A complete description of the methods used by the USGS to analyze water-quality data collected in the Chesapeake Bay watershed is provided in Hirsch and others (2010), Moyer and others (2012), Hirsch and De Cicco (2014), Hirsch and others (2015), and Chanat and others (2015). The following summary describes how scientists construct the dataset and use the water-quality model to determine nutrient and suspended-sediment loads and trends.

Dataset Construction

Updated streamflow and water-quality data are compiled each spring to prepare for the annual computation of loads and trends. Daily mean streamflow data are retrieved for all sites to be analyzed directly from the USGS National Water Information System (NWIS). For water-quality analysis, the USGS has compiled a database of historical (1972 through 2018) observed water-quality data collected at each of the nontidal network stations. Since 2011, all observed water-quality results collected by the multiple monitoring agencies that operate the nontidal network are reported to U.S. Environmental Protection Agency (EPA), Chesapeake Bay Program and stored in the Chesapeake Environmental Data Repository (CEDR).

Acquiring and Incorporating Data From Other Agencies

Annually, the USGS receives water-quality records from EPA and the CEDR database for the previous water year, defined as the 12-month period from October 1 through September 30. These new water-quality observations are combined with the historical observations to create a complete record of water-quality observations for each nontidal network station.

The primary water-quality constituents considered are total nitrogen, dissolved inorganic nitrogen, total phosphorus, orthophosphate, and suspended sediment. All records of water-quality observations are reviewed by the collecting agency to ensure data completeness and accuracy.

Accounting for Changes in Laboratory Procedures

Various evolutions in the long-term history of the program have resulted in slight changes to laboratory analyses and methodologies that must be accounted for prior to the data analysis. These evolutions include:

Water-Quality Model Used for Load and Trend Determination

Concentration data retrieved from the nontidal database and daily streamflow data from NWIS are used for load and trend analyses. Recent advances in the statistical tools available to compute loads and trends have led to the use of revised data-analysis methodologies. For water year 2018, all load and trend estimates were made using a multiple linear regression model known as Weighted Regressions on Time, Discharge, and Season (WRTDS; Hirsch and others, 2010, Hirsch and De Cicco, 2014).

How Does the WRTDS Model Work?

The WRTDS model uses a sparse set of discrete water-quality observations combined with a continuous daily discharge record to estimate concentration on days for which no water-quality data are available. Daily concentration and load estimates are then aggregated to monthly and annual time scales.
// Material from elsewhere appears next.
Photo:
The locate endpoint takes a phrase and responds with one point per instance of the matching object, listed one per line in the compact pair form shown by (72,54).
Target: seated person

An algorithm is then applied to estimate the trend in "flow-normalized load," namely a trend that minimizes the confounding effect of any concurrent trend in discharge. Confidence in the flow-normalized trend is assigned through application of likelihood analyses using bootstrapped replicates (Hirsch and others, 2015). Detailed comparative studies by Chesapeake Bay River Input Monitoring (RIM) team staff (Moyer and others, 2012; Chanat and others, 2015) have documented that WRTDS performs better than regression-based approaches used historically.

Why Are Trends Flow-Normalized?

Observed water-quality loads are highly influenced by streamflow and season. Trends are adjusted for flow and season to minimize the influence of these potentially confounding factors. This process is referred to as "flow-normalization," and is described further in Hirsch (2010). Flow-normalized trends help scientists evaluate changes in load resulting from changing sources, delays associated with storage or transport of historical inputs, and (or) implemented management actions.

How Are Trends in Loads Identified

Identified trends are based on the results of likelihood analyses using bootstrapped replicates (Hirsch and others, 2015). As an example, for a given site and constituent, reported positive (or negative) trends having likelihood estimates of at least 0.67 mean that positive (or negative) trends were evident in about two-thirds of the bootstrapped replicates for that site and (or) constituent.

What Trends Are Computed?

For stations having water-quality records beginning prior to 1990, trends in load are computed for both the period of record and for the most recent 10 years (2009-18). For stations having records beginning after 1990, only 10-year trends (2009-18) are computed. All data available, including data collected prior to 2009, are used to estimate 10-year trends.